Sertifikasi halal kosmetik wajib di Indonesia sejak 2026
Indonesia memberlakukan kewajiban sertifikasi halal secara bertahap menurut kategori (rentang keseluruhan Oktober 2024 hingga Oktober 2034); kosmetik menjadi wajib sejak 17 Oktober 2026. Artinya, produk perawatan kulit dan kosmetik yang mengandung asam hialuronat harus memiliki sertifikat halal resmi BPJPH agar dapat beredar secara sah di Indonesia.
| Kategori produk | Wajib sejak |
|---|---|
| Makanan & Minuman | 17 Okt 2024 |
| Obat Tradisional & Suplemen | 17 Okt 2026 |
| Kosmetik, Produk Kimia & Produk Rekayasa Genetika | 17 Okt 2026 |
| Barang Konsumsi (pakaian, penutup kepala & aksesori, produk kesehatan rumah tangga/PKRT, peralatan/elektronik rumah tangga, perlengkapan ibadah, alat tulis, peralatan kantor) | 17 Okt 2026 |
| Barang Konsumsi · Alat Kesehatan Risiko Kelas A | 17 Okt 2026 |
| Obat Bebas (Green Dot) & Obat Bebas Terbatas (Blue Dot) | 17 Okt 2029 |
| Barang Konsumsi · Alat Kesehatan Risiko Kelas B | 17 Okt 2029 |
| Obat Keras (Red Dot, kecuali narkotika) | 17 Okt 2034 |
| Barang Konsumsi · Alat Kesehatan Risiko Kelas C | 17 Okt 2034 |
| Produk Biologi · Alat Kesehatan Risiko Kelas D | 17 Okt 2039 |
(Dirangkum dari jadwal kewajiban sertifikasi halal bertahap Indonesia; mengikuti pengumuman resmi terbaru.) Daripada menunggu mepet tenggat, mempersiapkan sertifikasi halal produk asam hialuronat lebih awal membantu menghindari risiko kepatuhan, mengatur jadwal audit lebih leluasa, dan lebih cepat memasuki pasar kosmetik halal Indonesia serta Asia Tenggara.

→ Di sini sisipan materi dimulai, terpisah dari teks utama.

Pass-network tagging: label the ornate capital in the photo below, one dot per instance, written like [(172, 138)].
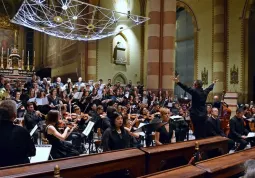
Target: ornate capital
[(204, 76), (234, 75)]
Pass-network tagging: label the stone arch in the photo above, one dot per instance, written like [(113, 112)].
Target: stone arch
[(121, 36), (181, 4), (187, 8), (120, 77)]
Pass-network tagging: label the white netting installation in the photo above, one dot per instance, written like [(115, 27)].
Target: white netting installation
[(73, 19)]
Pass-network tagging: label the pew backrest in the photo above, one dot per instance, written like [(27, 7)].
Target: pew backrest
[(184, 171), (156, 156), (83, 166), (227, 165)]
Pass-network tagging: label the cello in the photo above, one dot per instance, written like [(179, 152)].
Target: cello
[(224, 115)]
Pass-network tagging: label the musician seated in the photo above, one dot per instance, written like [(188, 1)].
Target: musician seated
[(209, 110), (135, 140), (238, 133), (60, 148), (164, 134), (31, 119), (53, 99), (115, 137), (16, 143), (247, 115), (216, 102), (213, 127), (97, 118)]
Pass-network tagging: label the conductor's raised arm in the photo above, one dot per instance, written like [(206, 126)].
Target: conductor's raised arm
[(183, 86)]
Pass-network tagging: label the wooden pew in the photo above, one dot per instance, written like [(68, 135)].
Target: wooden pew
[(183, 172), (156, 156), (83, 166), (226, 165)]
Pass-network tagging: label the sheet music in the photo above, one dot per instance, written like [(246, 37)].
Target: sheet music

Panduan bagi konsumen dan pelaku usaha
Bagi konsumen — cara mengenali produk asam hialuronat yang halal: 1. Kenali logo dan sertifikat halal resmi BPJPH; 2. Jangan menjadikan klaim "alami/organik" sebagai bukti halal — acuannya sertifikasi resmi. Bagi pelaku usaha — menyelesaikan sertifikasi halal: SINOQUAL telah mendapat otorisasi resmi dari PT Sucofindo — Lembaga Pemeriksa Halal (LPH) Utama yang diakui BPJPH — sehingga dapat menangani sertifikasi halal BPJPH. SINOQUAL dapat membantu perusahaan menata dokumen pengajuan, memetakan standar pemeriksaan halal serta persyaratan perbaikan produksi untuk produk asam hialuronat, dan merancang jalur kepatuhan yang sesuai agar proses sertifikasi berjalan lebih efisien. (Sertifikasi bersifat pendampingan; lamanya mengikuti proses pemeriksaan.) Jika Anda sedang menyiapkan produk untuk pasar Indonesia namun belum yakin akan langkah sertifikasi halalnya, sampaikan kategori produk dan saluran distribusi yang Anda tuju kepada konsultan sertifikasi kami. Kami akan menyusun jalur pengurusannya sesuai dengan produk Anda.

Penutup
Seiring pasar kosmetik halal yang makin matang dan tertata, sertifikasi halal asam hialuronat bergeser dari sekadar "nilai tambah" menjadi kebutuhan untuk masuk pasar. Mempersiapkan kepatuhan lebih awal adalah bentuk tanggung jawab kepada konsumen sekaligus fondasi pertumbuhan jangka panjang di Asia Tenggara.